As organizations navigate the complexities of compliance with U.S. government regulations concerning Kaspersky software, identifying and managing its usage becomes crucial.

An effective way to ensure your organization remains compliant is by utilizing Asset Management tools such as InvGate Insight. These solutions offer capabilities that can be pivotal in monitoring and controlling the use of prohibited software.

Let's take a look at what it can do for you in this particular scenario.

1. Identifying Kaspersky software

InvGate Insight’s Software Compliance module combines data from the contracts logged on your instance with the reported software usage.

InvGate Insight's complete IT asset inventory provides you with a complete overview of all software installed across your organization. In particular, with our Software Compliance module, you can easily identify all the Kaspersky licenses installed in your network.

This is a crucial step in ensuring that no remnants of the software remain undetected, which could potentially lead to compliance issues.

2. Removing Kaspersky Labs software


Once you identified all Kaspersky, Inc. licenses in your IT infrastructure, InvGate Insight's Software Deployment module allows you to uninstall them in bulk.

All you have to do is run a script to remove Kaspersky Lab software from your security perimeter, and that's it!

3. Installing the Kaspersky alternative

Same as you uninstalled the Kaspersky antivirus, you can deploy its replacement by running a script on all your device inventory. This way, you can be back in compliance in no time, and without manual effort.

4. Setting up alerts and reports

Lastly, to remain compliant with the US Kaspersky ban, you can set up monitoring alerts to be in the loop as soon as the antivirus is back in your network. In addition, you can customize a dashboard to detail the discovery, usage, and removal of any type prohibited software.

In doing so, you can act upon the issue as soon as it appears, avoiding compliance risks and ensuring adherence to the latest regulations.

In conclusion

The US ban on Kaspersky software starts running on September 29, 2024, and implies that the firm can no longer sell or update their products within the US.
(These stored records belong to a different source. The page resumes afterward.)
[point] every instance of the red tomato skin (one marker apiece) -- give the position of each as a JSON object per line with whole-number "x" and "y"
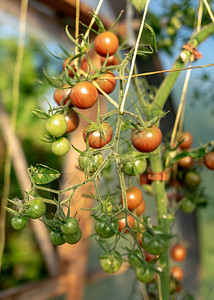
{"x": 106, "y": 82}
{"x": 83, "y": 95}
{"x": 146, "y": 140}
{"x": 95, "y": 138}
{"x": 62, "y": 94}
{"x": 72, "y": 119}
{"x": 178, "y": 252}
{"x": 122, "y": 222}
{"x": 111, "y": 61}
{"x": 177, "y": 273}
{"x": 186, "y": 162}
{"x": 134, "y": 197}
{"x": 106, "y": 42}
{"x": 209, "y": 160}
{"x": 188, "y": 140}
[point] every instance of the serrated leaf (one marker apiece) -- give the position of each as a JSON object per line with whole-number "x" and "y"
{"x": 42, "y": 174}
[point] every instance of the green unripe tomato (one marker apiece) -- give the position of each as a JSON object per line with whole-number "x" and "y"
{"x": 19, "y": 222}
{"x": 135, "y": 166}
{"x": 56, "y": 125}
{"x": 70, "y": 226}
{"x": 111, "y": 263}
{"x": 144, "y": 274}
{"x": 74, "y": 238}
{"x": 60, "y": 147}
{"x": 37, "y": 209}
{"x": 90, "y": 164}
{"x": 56, "y": 238}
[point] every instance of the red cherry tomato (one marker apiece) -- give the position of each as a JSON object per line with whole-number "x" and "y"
{"x": 95, "y": 138}
{"x": 188, "y": 140}
{"x": 146, "y": 140}
{"x": 106, "y": 42}
{"x": 83, "y": 95}
{"x": 209, "y": 160}
{"x": 178, "y": 252}
{"x": 106, "y": 82}
{"x": 72, "y": 119}
{"x": 122, "y": 222}
{"x": 111, "y": 61}
{"x": 186, "y": 162}
{"x": 134, "y": 197}
{"x": 177, "y": 273}
{"x": 61, "y": 96}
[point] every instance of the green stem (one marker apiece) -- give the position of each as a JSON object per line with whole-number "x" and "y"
{"x": 169, "y": 81}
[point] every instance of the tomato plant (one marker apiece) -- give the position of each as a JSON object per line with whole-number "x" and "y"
{"x": 36, "y": 209}
{"x": 61, "y": 146}
{"x": 134, "y": 197}
{"x": 209, "y": 160}
{"x": 72, "y": 119}
{"x": 178, "y": 252}
{"x": 83, "y": 95}
{"x": 56, "y": 125}
{"x": 106, "y": 43}
{"x": 107, "y": 82}
{"x": 146, "y": 140}
{"x": 19, "y": 222}
{"x": 70, "y": 226}
{"x": 111, "y": 263}
{"x": 98, "y": 138}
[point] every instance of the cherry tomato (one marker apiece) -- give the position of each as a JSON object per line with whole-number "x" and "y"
{"x": 99, "y": 138}
{"x": 177, "y": 273}
{"x": 144, "y": 274}
{"x": 111, "y": 263}
{"x": 134, "y": 258}
{"x": 74, "y": 238}
{"x": 188, "y": 140}
{"x": 70, "y": 226}
{"x": 61, "y": 146}
{"x": 140, "y": 208}
{"x": 178, "y": 252}
{"x": 83, "y": 95}
{"x": 19, "y": 222}
{"x": 122, "y": 222}
{"x": 146, "y": 140}
{"x": 56, "y": 238}
{"x": 134, "y": 197}
{"x": 106, "y": 229}
{"x": 111, "y": 61}
{"x": 90, "y": 164}
{"x": 61, "y": 96}
{"x": 186, "y": 162}
{"x": 72, "y": 119}
{"x": 209, "y": 160}
{"x": 135, "y": 165}
{"x": 37, "y": 209}
{"x": 188, "y": 206}
{"x": 153, "y": 244}
{"x": 56, "y": 125}
{"x": 66, "y": 65}
{"x": 106, "y": 43}
{"x": 192, "y": 179}
{"x": 106, "y": 82}
{"x": 144, "y": 179}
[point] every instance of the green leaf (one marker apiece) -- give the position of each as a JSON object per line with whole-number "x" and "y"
{"x": 139, "y": 5}
{"x": 43, "y": 174}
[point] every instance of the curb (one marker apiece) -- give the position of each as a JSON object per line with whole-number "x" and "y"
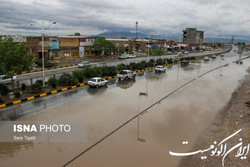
{"x": 45, "y": 69}
{"x": 67, "y": 88}
{"x": 79, "y": 85}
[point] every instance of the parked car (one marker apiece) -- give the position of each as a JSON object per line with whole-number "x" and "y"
{"x": 131, "y": 56}
{"x": 126, "y": 74}
{"x": 184, "y": 62}
{"x": 83, "y": 64}
{"x": 123, "y": 56}
{"x": 6, "y": 79}
{"x": 160, "y": 69}
{"x": 206, "y": 58}
{"x": 101, "y": 64}
{"x": 96, "y": 82}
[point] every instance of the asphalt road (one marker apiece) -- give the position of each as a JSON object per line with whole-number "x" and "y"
{"x": 25, "y": 78}
{"x": 144, "y": 141}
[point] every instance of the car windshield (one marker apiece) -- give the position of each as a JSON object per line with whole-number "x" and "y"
{"x": 5, "y": 77}
{"x": 84, "y": 62}
{"x": 123, "y": 72}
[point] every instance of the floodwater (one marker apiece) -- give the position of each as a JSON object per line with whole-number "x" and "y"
{"x": 146, "y": 140}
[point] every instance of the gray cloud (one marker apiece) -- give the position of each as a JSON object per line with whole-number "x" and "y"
{"x": 215, "y": 17}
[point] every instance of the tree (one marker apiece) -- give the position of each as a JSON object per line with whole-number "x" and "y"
{"x": 14, "y": 57}
{"x": 120, "y": 49}
{"x": 101, "y": 44}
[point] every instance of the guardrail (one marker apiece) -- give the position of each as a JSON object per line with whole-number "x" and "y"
{"x": 45, "y": 69}
{"x": 83, "y": 84}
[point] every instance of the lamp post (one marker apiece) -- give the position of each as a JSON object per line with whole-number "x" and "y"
{"x": 149, "y": 41}
{"x": 43, "y": 31}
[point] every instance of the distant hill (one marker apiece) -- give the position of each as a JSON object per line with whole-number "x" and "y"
{"x": 169, "y": 37}
{"x": 133, "y": 35}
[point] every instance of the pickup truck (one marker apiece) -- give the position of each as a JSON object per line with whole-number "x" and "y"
{"x": 126, "y": 74}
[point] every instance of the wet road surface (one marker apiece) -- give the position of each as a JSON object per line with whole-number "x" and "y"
{"x": 147, "y": 139}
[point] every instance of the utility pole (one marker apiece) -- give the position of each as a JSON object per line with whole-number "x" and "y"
{"x": 136, "y": 26}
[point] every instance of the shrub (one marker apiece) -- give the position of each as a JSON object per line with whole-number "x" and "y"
{"x": 120, "y": 67}
{"x": 4, "y": 90}
{"x": 46, "y": 63}
{"x": 170, "y": 61}
{"x": 78, "y": 75}
{"x": 89, "y": 72}
{"x": 1, "y": 99}
{"x": 67, "y": 80}
{"x": 40, "y": 82}
{"x": 23, "y": 86}
{"x": 109, "y": 71}
{"x": 17, "y": 94}
{"x": 152, "y": 60}
{"x": 133, "y": 66}
{"x": 36, "y": 87}
{"x": 53, "y": 82}
{"x": 150, "y": 64}
{"x": 159, "y": 62}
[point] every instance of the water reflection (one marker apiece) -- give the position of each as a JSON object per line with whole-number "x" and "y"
{"x": 94, "y": 91}
{"x": 125, "y": 84}
{"x": 156, "y": 76}
{"x": 8, "y": 150}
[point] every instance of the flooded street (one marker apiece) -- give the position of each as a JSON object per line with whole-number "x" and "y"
{"x": 145, "y": 141}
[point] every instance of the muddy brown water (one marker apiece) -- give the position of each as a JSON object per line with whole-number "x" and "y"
{"x": 145, "y": 141}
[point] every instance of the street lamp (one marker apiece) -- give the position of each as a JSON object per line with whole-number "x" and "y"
{"x": 43, "y": 32}
{"x": 149, "y": 41}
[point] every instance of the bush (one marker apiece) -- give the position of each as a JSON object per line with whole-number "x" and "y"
{"x": 40, "y": 82}
{"x": 133, "y": 66}
{"x": 89, "y": 72}
{"x": 170, "y": 61}
{"x": 46, "y": 63}
{"x": 120, "y": 67}
{"x": 1, "y": 99}
{"x": 4, "y": 90}
{"x": 78, "y": 75}
{"x": 23, "y": 86}
{"x": 108, "y": 71}
{"x": 53, "y": 82}
{"x": 17, "y": 94}
{"x": 159, "y": 62}
{"x": 36, "y": 87}
{"x": 150, "y": 64}
{"x": 67, "y": 80}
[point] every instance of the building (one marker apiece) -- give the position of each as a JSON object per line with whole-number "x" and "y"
{"x": 193, "y": 36}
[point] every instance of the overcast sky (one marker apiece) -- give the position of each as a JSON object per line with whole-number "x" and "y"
{"x": 90, "y": 17}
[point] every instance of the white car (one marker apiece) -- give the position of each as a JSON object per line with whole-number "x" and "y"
{"x": 123, "y": 56}
{"x": 6, "y": 79}
{"x": 160, "y": 69}
{"x": 131, "y": 56}
{"x": 83, "y": 64}
{"x": 206, "y": 58}
{"x": 126, "y": 74}
{"x": 97, "y": 81}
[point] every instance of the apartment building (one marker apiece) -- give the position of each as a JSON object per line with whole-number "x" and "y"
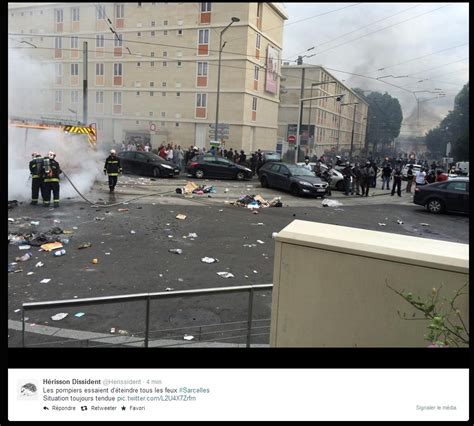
{"x": 153, "y": 67}
{"x": 327, "y": 124}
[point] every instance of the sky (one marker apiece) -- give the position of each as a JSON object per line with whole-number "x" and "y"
{"x": 342, "y": 41}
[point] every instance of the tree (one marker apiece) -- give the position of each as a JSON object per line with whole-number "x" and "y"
{"x": 384, "y": 120}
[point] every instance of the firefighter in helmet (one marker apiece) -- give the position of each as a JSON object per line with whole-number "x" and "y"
{"x": 51, "y": 179}
{"x": 36, "y": 170}
{"x": 112, "y": 167}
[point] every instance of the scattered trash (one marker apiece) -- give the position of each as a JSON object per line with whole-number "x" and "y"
{"x": 59, "y": 317}
{"x": 331, "y": 203}
{"x": 23, "y": 258}
{"x": 51, "y": 246}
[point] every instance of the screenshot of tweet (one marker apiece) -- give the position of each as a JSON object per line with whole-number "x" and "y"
{"x": 261, "y": 394}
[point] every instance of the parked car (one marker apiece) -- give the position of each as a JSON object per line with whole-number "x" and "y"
{"x": 451, "y": 195}
{"x": 212, "y": 166}
{"x": 289, "y": 177}
{"x": 416, "y": 168}
{"x": 147, "y": 164}
{"x": 337, "y": 179}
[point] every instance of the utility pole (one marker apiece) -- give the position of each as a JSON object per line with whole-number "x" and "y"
{"x": 84, "y": 84}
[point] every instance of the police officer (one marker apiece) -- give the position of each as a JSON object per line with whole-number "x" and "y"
{"x": 112, "y": 167}
{"x": 51, "y": 174}
{"x": 36, "y": 170}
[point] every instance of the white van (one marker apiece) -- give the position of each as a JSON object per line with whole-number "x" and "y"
{"x": 463, "y": 167}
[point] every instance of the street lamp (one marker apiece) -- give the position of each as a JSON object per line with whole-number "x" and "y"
{"x": 221, "y": 47}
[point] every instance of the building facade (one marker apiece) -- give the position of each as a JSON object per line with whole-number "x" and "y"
{"x": 153, "y": 67}
{"x": 327, "y": 125}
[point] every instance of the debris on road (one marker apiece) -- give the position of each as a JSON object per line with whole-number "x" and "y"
{"x": 331, "y": 203}
{"x": 51, "y": 246}
{"x": 59, "y": 317}
{"x": 225, "y": 274}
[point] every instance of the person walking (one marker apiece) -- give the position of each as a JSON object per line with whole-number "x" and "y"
{"x": 113, "y": 168}
{"x": 36, "y": 170}
{"x": 386, "y": 174}
{"x": 51, "y": 173}
{"x": 397, "y": 181}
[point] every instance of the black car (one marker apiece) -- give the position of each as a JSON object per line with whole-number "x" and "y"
{"x": 289, "y": 177}
{"x": 450, "y": 195}
{"x": 213, "y": 166}
{"x": 147, "y": 164}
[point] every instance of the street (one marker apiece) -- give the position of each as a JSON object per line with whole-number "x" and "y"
{"x": 140, "y": 261}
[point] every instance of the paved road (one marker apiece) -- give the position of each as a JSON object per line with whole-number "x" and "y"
{"x": 140, "y": 262}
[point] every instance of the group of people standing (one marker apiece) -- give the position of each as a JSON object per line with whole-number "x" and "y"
{"x": 45, "y": 173}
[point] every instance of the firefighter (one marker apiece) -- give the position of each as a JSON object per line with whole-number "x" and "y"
{"x": 112, "y": 167}
{"x": 51, "y": 179}
{"x": 36, "y": 170}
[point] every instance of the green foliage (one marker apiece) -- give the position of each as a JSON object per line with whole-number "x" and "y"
{"x": 445, "y": 324}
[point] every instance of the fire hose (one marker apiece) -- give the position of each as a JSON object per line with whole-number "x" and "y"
{"x": 116, "y": 204}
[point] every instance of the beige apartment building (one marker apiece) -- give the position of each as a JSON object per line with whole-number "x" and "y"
{"x": 153, "y": 68}
{"x": 327, "y": 124}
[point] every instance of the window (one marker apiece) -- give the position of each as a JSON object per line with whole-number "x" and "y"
{"x": 119, "y": 11}
{"x": 205, "y": 7}
{"x": 100, "y": 12}
{"x": 75, "y": 14}
{"x": 118, "y": 40}
{"x": 203, "y": 36}
{"x": 99, "y": 69}
{"x": 74, "y": 69}
{"x": 99, "y": 40}
{"x": 117, "y": 71}
{"x": 201, "y": 100}
{"x": 74, "y": 42}
{"x": 58, "y": 16}
{"x": 202, "y": 68}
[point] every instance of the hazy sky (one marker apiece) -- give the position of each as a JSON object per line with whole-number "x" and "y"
{"x": 445, "y": 30}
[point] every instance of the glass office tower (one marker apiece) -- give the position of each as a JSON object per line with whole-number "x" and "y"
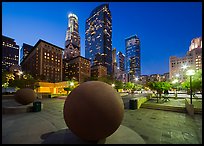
{"x": 72, "y": 40}
{"x": 133, "y": 65}
{"x": 98, "y": 37}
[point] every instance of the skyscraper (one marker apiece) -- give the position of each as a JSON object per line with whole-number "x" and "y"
{"x": 72, "y": 40}
{"x": 10, "y": 53}
{"x": 114, "y": 63}
{"x": 24, "y": 51}
{"x": 121, "y": 61}
{"x": 98, "y": 37}
{"x": 192, "y": 59}
{"x": 132, "y": 48}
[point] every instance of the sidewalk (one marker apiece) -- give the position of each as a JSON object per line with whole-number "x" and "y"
{"x": 154, "y": 126}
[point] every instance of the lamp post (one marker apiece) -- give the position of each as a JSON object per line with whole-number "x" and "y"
{"x": 190, "y": 73}
{"x": 174, "y": 82}
{"x": 113, "y": 85}
{"x": 20, "y": 73}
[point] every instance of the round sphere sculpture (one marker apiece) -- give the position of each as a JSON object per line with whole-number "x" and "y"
{"x": 25, "y": 96}
{"x": 93, "y": 110}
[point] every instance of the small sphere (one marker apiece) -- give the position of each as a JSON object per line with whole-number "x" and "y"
{"x": 25, "y": 96}
{"x": 93, "y": 110}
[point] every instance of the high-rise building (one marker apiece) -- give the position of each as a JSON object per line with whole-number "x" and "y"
{"x": 72, "y": 40}
{"x": 98, "y": 71}
{"x": 193, "y": 59}
{"x": 121, "y": 61}
{"x": 132, "y": 48}
{"x": 98, "y": 37}
{"x": 114, "y": 63}
{"x": 44, "y": 62}
{"x": 10, "y": 53}
{"x": 78, "y": 68}
{"x": 24, "y": 51}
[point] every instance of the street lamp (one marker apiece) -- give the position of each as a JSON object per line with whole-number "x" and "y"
{"x": 20, "y": 73}
{"x": 190, "y": 73}
{"x": 174, "y": 82}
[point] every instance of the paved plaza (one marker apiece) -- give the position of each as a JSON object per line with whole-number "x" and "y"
{"x": 154, "y": 126}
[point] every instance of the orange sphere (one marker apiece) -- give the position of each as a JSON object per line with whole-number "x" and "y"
{"x": 25, "y": 96}
{"x": 94, "y": 110}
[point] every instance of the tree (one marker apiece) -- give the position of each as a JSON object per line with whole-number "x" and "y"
{"x": 159, "y": 87}
{"x": 196, "y": 82}
{"x": 129, "y": 86}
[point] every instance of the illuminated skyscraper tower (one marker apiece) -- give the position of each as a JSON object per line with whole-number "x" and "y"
{"x": 72, "y": 40}
{"x": 98, "y": 37}
{"x": 133, "y": 67}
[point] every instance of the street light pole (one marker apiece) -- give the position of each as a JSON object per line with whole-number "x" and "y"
{"x": 190, "y": 73}
{"x": 191, "y": 88}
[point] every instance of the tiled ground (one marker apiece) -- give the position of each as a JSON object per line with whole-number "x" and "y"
{"x": 155, "y": 126}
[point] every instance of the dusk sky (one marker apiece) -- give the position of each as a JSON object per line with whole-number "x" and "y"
{"x": 164, "y": 28}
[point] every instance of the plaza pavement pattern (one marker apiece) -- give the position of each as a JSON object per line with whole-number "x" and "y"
{"x": 154, "y": 126}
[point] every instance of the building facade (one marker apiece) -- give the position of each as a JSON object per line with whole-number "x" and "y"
{"x": 78, "y": 68}
{"x": 24, "y": 51}
{"x": 10, "y": 53}
{"x": 72, "y": 40}
{"x": 98, "y": 37}
{"x": 98, "y": 71}
{"x": 44, "y": 62}
{"x": 133, "y": 65}
{"x": 121, "y": 61}
{"x": 114, "y": 63}
{"x": 193, "y": 60}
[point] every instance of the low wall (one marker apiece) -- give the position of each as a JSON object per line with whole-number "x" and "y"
{"x": 140, "y": 101}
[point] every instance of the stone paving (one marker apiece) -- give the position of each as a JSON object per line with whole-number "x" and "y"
{"x": 154, "y": 126}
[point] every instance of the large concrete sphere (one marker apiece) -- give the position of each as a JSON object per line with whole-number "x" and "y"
{"x": 25, "y": 96}
{"x": 93, "y": 111}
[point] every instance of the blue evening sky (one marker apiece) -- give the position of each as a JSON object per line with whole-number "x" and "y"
{"x": 164, "y": 28}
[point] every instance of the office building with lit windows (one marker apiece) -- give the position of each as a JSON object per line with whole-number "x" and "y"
{"x": 133, "y": 65}
{"x": 44, "y": 62}
{"x": 114, "y": 63}
{"x": 193, "y": 59}
{"x": 72, "y": 40}
{"x": 24, "y": 51}
{"x": 10, "y": 53}
{"x": 98, "y": 37}
{"x": 78, "y": 68}
{"x": 120, "y": 61}
{"x": 98, "y": 71}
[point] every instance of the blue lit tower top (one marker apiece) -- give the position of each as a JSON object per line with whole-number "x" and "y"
{"x": 133, "y": 65}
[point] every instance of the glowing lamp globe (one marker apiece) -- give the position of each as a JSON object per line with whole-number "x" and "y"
{"x": 25, "y": 96}
{"x": 93, "y": 110}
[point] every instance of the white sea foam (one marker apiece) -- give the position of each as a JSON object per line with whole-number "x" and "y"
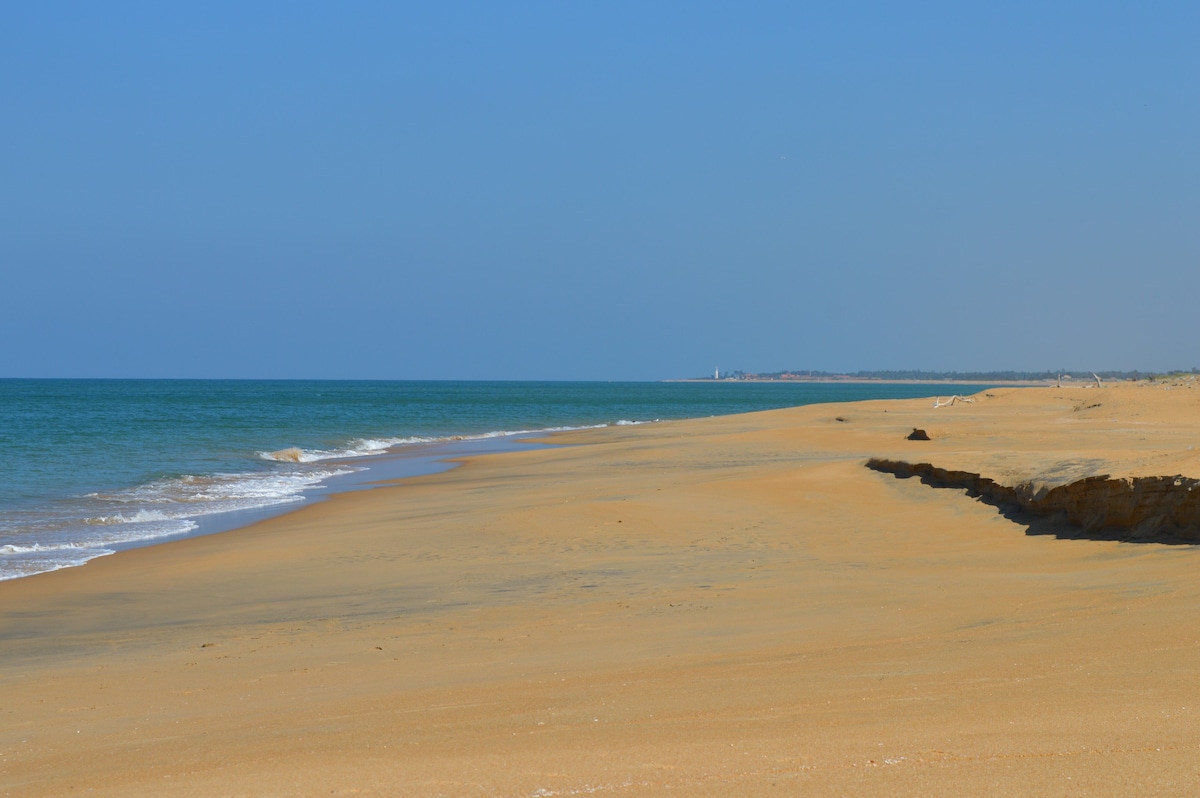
{"x": 95, "y": 525}
{"x": 372, "y": 447}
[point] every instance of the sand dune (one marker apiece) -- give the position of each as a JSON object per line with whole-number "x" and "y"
{"x": 709, "y": 607}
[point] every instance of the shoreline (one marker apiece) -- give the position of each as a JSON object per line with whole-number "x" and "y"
{"x": 689, "y": 606}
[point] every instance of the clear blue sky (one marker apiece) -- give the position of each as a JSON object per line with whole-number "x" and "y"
{"x": 597, "y": 190}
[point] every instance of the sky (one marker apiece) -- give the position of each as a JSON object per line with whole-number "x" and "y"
{"x": 597, "y": 190}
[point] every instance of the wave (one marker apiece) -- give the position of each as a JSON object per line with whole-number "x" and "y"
{"x": 372, "y": 447}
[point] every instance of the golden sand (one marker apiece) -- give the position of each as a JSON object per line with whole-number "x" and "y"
{"x": 707, "y": 607}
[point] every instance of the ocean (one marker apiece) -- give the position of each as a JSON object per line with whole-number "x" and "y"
{"x": 89, "y": 467}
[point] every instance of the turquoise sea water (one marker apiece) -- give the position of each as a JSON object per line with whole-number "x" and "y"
{"x": 88, "y": 467}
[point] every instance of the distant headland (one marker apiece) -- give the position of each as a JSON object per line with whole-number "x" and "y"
{"x": 901, "y": 376}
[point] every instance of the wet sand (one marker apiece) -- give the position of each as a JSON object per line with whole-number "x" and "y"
{"x": 708, "y": 607}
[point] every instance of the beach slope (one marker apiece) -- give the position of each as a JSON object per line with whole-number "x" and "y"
{"x": 723, "y": 606}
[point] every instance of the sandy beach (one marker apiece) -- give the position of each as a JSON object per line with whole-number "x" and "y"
{"x": 735, "y": 605}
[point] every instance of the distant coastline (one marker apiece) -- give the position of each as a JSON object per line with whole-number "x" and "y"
{"x": 865, "y": 381}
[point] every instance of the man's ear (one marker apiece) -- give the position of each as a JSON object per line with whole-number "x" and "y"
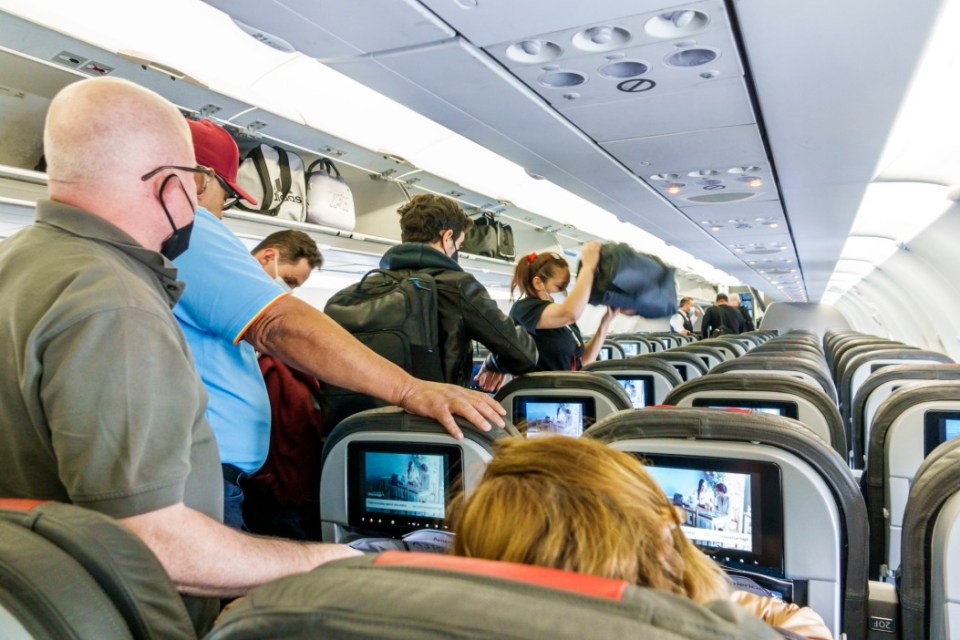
{"x": 265, "y": 256}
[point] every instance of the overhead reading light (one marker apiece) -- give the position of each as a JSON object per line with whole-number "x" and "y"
{"x": 674, "y": 24}
{"x": 601, "y": 38}
{"x": 692, "y": 57}
{"x": 534, "y": 51}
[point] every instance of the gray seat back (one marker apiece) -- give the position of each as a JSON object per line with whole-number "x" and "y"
{"x": 930, "y": 572}
{"x": 895, "y": 452}
{"x": 663, "y": 377}
{"x": 878, "y": 387}
{"x": 814, "y": 408}
{"x": 396, "y": 435}
{"x": 688, "y": 365}
{"x": 711, "y": 356}
{"x": 409, "y": 596}
{"x": 799, "y": 368}
{"x": 121, "y": 566}
{"x": 824, "y": 517}
{"x": 860, "y": 367}
{"x": 586, "y": 387}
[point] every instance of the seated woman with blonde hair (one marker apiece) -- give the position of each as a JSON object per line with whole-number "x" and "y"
{"x": 578, "y": 505}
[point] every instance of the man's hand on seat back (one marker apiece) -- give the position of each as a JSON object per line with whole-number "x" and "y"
{"x": 442, "y": 401}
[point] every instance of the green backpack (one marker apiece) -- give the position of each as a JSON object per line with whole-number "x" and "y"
{"x": 394, "y": 314}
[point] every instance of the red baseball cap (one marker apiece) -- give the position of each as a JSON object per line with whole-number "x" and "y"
{"x": 215, "y": 148}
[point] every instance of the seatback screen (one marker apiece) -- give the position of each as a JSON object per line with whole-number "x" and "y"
{"x": 638, "y": 387}
{"x": 769, "y": 407}
{"x": 938, "y": 427}
{"x": 731, "y": 509}
{"x": 399, "y": 487}
{"x": 554, "y": 415}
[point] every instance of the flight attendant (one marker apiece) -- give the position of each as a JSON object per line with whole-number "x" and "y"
{"x": 550, "y": 315}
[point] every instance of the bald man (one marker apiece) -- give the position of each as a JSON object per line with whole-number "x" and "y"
{"x": 102, "y": 406}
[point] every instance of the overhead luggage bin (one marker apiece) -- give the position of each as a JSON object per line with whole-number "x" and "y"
{"x": 793, "y": 367}
{"x": 909, "y": 425}
{"x": 369, "y": 473}
{"x": 780, "y": 396}
{"x": 817, "y": 549}
{"x": 930, "y": 550}
{"x": 408, "y": 596}
{"x": 878, "y": 387}
{"x": 564, "y": 402}
{"x": 646, "y": 379}
{"x": 77, "y": 573}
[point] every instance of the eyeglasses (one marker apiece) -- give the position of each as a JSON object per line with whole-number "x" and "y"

If your organization still uses Kaspersky as its antivirus, we recommend you start looking for alternatives now to address this non-compliance issue as soon as possible.

If you want to see how InvGate Insight can help you do the antivirus swap, ask for our 30-day free trial and test it!

Frequently Asked Questions

Does Kaspersky work in USA?

For now, it does. But, as from September 29, 2024, the U.S. government announced that it will be illegal to sell Kaspersky products in the country or to provide updates to any existing installations.

Is Kaspersky safe to use in USA? 

The United States government states that the Russian-owned firm Kaspersky poses "undue or unacceptable national security risk," particularly in relation to alleged collaborations with Russian military intelligence.

For this reason, the Commerce Department banned the sale and update of all antivirus in the country, starting in September 29, 2024.

Is Kaspersky still a Russian company?

Yes, Kaspersky is a Russian-owned company. It is headquartered in Moscow, Russia, and operated by a holding company in the United Kingdom.

Why did the U.S. government ban Kaspersky?

The U.S. government banned Kaspersky because it considers that the company poses national security risks due to allegations of leaking private information and ties to the Russian government and military services.

Should I delete Kaspersky? 

If your organization or company is based in the U.S., you should delete all Kaspersky products before September 29, 2024, as it will be illegal to operate their products in the country.

Which countries banned Kaspersky?

The U.S. banned Kaspersky products and updates in the whole country as from September 29, 2024.